Article from Northglen News 


GLEN ANIL residents, Kate and Gavin Da Silva joined several organisations which banded together to assist KwaMashu residents after a fire devastated an informal settlement recently. Kate sparked concerns for the settlement when she posted images of the fire on social media.


Local NPO, Waste Action Tribe (WAT) was among the organisations that responded, purchasing food for the community with a portion of the R27 000 raised when Gavin spearheaded a cycle fundraiser in May.

“It feels great to know that some people were able to eat meals rather than facing hunger and starvation. We are both very interested in helping our communities become more self-sustainable,” said Gavin.

The cycle funds were used to feed communities in uMlazi, Amanzimtoti, Inanda, Dundee, Ladysmith, Glenwood, Chatsworth, Umgababa, Stanger and Palmiet, said Lindsay Hopkins, WAT founder and KZN coordinator for the C-19 People’s Coalition, an organisation which was formed in response to the Covid-19 pandemic.

“Social media is so powerful in aiding collaborations.

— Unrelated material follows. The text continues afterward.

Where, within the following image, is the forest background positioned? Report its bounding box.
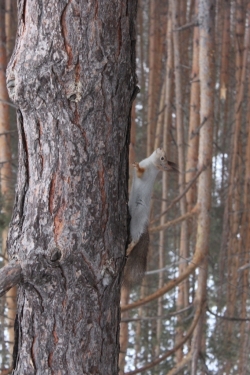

That’s how it all came together. WAT is centred around partnership and I like to collaborate, so it was incredible to see it come into practice. We donated 10 kg packs of butternut, carrots, potatoes and onions as well as maize meal and sugar beans. I bought really good bulk packs directly from farmers,” she said.

Tracy Klokie, founder of Heart and Hands Food Bank also responded to Kate’s social media post.

“Our food bank doesn’t generally veer out of the upper Highway area. We started in response to the pandemic. My friend Kate tagged me in a post about the fire and alerted me to the devastation and we decided to get involved. We handed out 100 food packs and 150 face masks as well as 15 Covid-19 educational boards written in isiZulu with information about the protocols,” she said.

Klokie also reached out to Kim Griffith Jones of the Robin Hood Foundation (RHF) which joined the initiative, donating 100 clothing parcels.